In den USA ist es tatsächlich möglich, dem Patienten aufgrund eines Fehlverhaltens in der Vergangenheit einen Platz auf der Transplantationsliste zu verweigern. Wie an Anthony Stokes Fall zu sehen ist, kann dies in den USA selbst einem Kind passieren. Zwar entscheiden schlussendlich die Mitarbeiter der nationalen Transplantationsliste, wer einen Platz bekommt. Doch dafür benötigen sie die Berichte der Ärzte. Sind die der Meinung, ein Patient hat einen Platz nicht verdient, erhält er auch keinen.
In Deutschland wäre das so nicht möglich. Die Aufnahme in die Liste darf hier nur aus genau festgelegten Gründen verweigert werden, wie übermäßige Fettleibigkeit, Suchterkrankungen oder unheilbare Tumor- und Infektionserkrankungen. Zwar kann in Deutschland wie im Fall des fünfzehnjährigen Stokes die Aufnahme auf eine solche Liste verweigert werden, wenn davon auszugehen ist, dass die therapeutischen Maßnahmen nach der Transplantation nicht eingehalten werden. Doch wo in den USA eine Sozialprognose aus dem Verhalten der Vergangenheit ausreicht, muss in Deutschland eine schwerwiegende psychiatrische Störung wie schwere Depressionen oder Demenz vorliegen, um diesen Schritt zu rechtfertigen.
Skepsis gegenüber jungen Schwarzen in Amerika.

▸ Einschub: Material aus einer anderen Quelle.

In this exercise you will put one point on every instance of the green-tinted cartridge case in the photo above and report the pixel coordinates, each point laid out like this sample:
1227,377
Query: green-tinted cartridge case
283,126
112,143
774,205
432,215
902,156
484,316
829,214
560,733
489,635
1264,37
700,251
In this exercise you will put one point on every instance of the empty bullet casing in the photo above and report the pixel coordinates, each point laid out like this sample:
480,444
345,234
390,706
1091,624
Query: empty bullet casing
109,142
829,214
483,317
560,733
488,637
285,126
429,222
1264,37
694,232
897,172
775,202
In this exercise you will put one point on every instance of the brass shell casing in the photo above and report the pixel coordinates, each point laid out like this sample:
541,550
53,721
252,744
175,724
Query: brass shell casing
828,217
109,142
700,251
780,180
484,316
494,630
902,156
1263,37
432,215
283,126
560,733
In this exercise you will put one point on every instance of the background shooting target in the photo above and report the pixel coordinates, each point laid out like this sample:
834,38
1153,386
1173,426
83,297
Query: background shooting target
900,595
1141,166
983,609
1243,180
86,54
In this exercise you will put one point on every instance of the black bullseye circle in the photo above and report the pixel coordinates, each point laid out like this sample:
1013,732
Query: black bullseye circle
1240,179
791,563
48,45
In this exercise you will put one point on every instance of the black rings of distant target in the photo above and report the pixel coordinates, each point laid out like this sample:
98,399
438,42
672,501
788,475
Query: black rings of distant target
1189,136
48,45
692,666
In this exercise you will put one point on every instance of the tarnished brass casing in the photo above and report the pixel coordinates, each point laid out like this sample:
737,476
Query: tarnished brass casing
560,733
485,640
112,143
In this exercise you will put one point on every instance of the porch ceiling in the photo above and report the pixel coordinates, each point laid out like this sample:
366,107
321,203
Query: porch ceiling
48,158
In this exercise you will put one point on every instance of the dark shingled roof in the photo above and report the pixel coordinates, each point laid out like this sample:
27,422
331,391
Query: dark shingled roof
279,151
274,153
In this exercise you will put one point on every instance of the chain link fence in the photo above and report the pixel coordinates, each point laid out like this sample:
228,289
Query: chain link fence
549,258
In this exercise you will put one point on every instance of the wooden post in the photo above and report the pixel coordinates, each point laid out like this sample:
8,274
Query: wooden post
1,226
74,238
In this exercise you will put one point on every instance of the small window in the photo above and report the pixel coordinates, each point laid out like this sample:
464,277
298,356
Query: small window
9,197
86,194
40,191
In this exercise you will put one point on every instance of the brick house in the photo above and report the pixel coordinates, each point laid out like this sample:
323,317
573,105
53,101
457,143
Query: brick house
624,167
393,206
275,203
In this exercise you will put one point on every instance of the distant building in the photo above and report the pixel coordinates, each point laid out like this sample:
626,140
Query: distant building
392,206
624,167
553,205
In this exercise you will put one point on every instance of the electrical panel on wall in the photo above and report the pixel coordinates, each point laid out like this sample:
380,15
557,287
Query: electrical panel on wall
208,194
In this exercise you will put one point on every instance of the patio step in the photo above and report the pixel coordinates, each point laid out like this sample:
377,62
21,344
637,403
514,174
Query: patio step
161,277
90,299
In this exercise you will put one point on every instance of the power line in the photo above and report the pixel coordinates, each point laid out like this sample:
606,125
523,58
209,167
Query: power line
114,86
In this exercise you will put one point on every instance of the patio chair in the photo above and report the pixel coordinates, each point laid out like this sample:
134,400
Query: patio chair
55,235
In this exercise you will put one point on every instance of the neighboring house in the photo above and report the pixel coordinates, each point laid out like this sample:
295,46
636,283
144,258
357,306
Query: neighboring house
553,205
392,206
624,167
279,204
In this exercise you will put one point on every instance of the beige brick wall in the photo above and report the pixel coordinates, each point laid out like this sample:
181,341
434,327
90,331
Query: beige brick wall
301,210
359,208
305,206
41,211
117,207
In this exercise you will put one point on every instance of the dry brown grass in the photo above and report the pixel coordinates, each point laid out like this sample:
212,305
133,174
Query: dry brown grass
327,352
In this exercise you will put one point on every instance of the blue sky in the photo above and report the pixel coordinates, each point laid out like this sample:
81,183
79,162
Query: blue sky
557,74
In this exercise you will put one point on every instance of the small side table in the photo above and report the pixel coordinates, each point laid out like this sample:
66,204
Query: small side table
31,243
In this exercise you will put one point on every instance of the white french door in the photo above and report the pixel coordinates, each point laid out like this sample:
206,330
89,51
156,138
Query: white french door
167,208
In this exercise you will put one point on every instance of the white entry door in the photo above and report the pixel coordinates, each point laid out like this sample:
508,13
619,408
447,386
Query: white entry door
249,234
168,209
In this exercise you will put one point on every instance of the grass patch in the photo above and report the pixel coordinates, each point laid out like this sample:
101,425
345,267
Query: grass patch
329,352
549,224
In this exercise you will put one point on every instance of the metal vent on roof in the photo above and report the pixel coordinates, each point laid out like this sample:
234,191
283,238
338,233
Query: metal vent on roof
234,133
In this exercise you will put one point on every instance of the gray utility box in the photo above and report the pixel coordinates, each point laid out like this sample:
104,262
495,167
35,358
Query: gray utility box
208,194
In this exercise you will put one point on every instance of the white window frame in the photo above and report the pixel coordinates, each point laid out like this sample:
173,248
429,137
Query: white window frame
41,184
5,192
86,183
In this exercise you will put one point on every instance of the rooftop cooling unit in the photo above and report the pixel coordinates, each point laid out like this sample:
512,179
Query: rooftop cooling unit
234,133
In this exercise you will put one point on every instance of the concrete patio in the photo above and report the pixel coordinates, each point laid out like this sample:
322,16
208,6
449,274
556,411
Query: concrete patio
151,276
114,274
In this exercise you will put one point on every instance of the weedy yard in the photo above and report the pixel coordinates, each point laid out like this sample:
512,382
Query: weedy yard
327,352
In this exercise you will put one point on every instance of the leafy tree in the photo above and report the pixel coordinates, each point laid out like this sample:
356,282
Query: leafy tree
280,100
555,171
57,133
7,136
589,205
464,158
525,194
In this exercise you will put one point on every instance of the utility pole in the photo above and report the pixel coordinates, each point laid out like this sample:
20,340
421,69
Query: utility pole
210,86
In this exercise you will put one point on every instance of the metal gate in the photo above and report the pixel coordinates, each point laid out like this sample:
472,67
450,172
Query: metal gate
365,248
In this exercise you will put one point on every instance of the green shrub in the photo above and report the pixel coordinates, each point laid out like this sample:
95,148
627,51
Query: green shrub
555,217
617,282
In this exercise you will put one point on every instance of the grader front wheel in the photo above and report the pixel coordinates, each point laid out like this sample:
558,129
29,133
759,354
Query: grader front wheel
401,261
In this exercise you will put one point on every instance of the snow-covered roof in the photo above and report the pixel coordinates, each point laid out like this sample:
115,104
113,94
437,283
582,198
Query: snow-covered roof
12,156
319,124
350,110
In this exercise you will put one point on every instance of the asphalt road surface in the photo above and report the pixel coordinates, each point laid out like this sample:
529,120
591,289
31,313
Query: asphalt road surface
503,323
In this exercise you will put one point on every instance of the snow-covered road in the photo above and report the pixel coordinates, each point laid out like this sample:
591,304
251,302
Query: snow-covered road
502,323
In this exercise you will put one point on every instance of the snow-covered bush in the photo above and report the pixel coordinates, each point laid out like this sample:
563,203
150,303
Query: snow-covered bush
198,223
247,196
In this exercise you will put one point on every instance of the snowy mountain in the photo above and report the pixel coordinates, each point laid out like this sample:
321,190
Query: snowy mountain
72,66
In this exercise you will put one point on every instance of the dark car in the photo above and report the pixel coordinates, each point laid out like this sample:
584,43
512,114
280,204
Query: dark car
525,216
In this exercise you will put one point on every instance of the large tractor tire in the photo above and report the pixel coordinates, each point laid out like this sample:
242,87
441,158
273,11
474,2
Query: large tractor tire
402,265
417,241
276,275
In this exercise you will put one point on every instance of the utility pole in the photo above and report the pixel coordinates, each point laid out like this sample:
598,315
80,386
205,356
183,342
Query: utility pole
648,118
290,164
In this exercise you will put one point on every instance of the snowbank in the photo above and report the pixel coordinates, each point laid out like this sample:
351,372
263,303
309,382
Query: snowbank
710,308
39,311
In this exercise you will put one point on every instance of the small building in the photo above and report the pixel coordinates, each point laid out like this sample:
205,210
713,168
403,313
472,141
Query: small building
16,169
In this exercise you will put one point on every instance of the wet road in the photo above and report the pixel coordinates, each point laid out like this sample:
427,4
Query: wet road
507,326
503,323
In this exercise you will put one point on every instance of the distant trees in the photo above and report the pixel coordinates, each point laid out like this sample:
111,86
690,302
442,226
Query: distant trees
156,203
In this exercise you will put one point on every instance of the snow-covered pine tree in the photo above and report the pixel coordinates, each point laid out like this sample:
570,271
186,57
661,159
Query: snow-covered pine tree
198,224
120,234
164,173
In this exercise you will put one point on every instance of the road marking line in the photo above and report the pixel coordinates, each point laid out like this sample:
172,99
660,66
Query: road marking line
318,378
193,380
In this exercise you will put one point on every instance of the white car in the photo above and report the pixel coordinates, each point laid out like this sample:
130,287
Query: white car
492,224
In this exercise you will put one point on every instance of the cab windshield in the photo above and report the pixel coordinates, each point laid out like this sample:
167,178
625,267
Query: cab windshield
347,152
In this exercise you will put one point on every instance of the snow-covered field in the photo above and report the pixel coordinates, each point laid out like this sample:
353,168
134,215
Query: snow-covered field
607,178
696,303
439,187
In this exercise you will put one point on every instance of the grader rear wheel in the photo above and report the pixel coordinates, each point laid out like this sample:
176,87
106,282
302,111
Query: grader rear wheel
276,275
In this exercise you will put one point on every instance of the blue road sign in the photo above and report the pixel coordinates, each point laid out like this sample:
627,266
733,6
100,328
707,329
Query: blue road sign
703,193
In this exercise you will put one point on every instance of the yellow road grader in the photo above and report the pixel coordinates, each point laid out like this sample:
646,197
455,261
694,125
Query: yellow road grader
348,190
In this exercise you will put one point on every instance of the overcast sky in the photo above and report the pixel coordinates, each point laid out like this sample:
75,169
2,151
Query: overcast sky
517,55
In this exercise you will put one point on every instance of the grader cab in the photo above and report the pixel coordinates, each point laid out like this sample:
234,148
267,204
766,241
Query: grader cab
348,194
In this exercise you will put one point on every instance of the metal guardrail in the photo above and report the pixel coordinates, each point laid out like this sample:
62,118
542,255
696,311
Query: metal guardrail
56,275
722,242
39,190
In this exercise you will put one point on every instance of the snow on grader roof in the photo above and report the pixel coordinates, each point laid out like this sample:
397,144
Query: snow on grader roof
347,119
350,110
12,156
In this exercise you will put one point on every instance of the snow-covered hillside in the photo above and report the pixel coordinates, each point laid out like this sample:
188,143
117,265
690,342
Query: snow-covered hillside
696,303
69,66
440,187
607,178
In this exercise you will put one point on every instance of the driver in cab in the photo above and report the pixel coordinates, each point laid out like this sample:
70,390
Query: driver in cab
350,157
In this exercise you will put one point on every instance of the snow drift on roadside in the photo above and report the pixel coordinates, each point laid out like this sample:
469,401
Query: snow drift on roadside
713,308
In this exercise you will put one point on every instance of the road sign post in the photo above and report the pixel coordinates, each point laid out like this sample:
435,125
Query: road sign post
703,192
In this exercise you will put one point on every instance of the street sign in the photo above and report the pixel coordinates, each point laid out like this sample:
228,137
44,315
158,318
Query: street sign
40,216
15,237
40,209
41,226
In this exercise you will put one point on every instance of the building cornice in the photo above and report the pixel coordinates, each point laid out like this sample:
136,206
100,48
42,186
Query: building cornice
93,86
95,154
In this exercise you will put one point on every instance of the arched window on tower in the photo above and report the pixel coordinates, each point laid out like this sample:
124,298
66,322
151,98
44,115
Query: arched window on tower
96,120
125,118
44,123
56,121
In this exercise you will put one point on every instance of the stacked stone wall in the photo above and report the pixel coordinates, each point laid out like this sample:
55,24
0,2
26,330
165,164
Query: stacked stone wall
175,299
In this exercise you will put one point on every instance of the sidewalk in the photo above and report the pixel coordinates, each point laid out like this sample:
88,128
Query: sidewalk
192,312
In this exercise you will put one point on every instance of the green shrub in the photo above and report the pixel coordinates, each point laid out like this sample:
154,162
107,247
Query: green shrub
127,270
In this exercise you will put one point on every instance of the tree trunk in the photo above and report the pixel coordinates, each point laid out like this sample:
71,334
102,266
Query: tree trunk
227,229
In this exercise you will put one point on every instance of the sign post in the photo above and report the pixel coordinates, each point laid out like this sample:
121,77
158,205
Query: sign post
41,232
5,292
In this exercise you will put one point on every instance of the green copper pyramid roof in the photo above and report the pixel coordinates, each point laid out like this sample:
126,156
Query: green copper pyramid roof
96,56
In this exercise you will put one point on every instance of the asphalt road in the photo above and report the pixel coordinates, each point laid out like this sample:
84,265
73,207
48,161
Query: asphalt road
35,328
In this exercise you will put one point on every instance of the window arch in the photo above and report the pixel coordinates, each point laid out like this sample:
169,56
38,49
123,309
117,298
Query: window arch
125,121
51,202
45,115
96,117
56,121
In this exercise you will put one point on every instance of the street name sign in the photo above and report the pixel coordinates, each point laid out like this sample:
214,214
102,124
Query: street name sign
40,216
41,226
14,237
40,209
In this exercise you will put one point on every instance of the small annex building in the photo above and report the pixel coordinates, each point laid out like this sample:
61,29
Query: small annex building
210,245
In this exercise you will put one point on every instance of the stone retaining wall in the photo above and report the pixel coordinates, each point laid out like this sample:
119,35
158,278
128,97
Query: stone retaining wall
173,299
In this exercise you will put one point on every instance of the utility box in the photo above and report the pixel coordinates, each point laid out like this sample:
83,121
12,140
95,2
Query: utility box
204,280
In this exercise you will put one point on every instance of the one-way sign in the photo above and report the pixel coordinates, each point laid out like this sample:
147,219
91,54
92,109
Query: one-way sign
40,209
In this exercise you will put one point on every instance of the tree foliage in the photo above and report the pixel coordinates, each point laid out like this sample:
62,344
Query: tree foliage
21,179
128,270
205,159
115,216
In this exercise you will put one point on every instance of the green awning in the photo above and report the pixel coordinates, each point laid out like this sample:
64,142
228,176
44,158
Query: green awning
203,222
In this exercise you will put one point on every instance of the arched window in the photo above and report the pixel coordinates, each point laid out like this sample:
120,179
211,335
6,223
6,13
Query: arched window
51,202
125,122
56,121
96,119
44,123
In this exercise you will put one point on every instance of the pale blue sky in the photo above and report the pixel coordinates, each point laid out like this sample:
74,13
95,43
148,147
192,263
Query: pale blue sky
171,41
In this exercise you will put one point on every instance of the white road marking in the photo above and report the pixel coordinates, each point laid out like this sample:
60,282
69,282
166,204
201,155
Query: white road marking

Mehrere Bürgerrechtsorganisationen kämpfen für das Leben des Fünfzehnjährigen und sehen es als einen Skandal, das Verhalten eines Kindes in der Vergangenheit als Maßstab dafür zu nehmen, ob es einer medizinischen Versorgung würdig ist oder nicht. Viele sehen den afroamerikanischen Anthony Stokes in einer Reihe von rassenmotivierter Skepsis gegenüber jungen schwarzen Männern in den USA. Erst vor kurzem hatte der Freispruch von George Zimmerman, der als Mitglied der Bürgerwehr auf seinem Patrouillengang den schwarzen jugendlichen Trayvon Martin ohne jeglichen Grund erschoss, für starke Proteste in den USA gesorgt.
Mediendruck zeigt Wirkung
Aber Anthony Stokes hat offenbar Glück gehabt. Noch am selben Tag, an dem in vielen amerikanischen Medien über seinen berichtet wird, ändert das Krankenhaus in Atlanta plötzlich seine Meinung. Wieder gibt es von den Verantwortlichen keine nachvollziehbare Begründung für ihre Entscheidung. Anthony Stokes ist auf einmal doch auf der Liste für eine Herztransplantation. Sogar „ganz oben", seine schlechte körperliche Verfassung mache diesen Schritt notwendig. Man sei zu dieser Entscheidung gekommen, nachdem der Fall noch einmal geprüft worden sei, so die Krankenhausleitung. Eine Erklärung, warum es bei einem Fünfzehnjährigen eine Medienoffensive benötigt, um ihm eine lebensrettende Herztransplantation zu ermöglichen, gibt es nicht. Und sollte sie noch folgen, wirdsie wohl genau so wenig nachzuvollziehen sein, wie alle vorherigen Entscheidungen.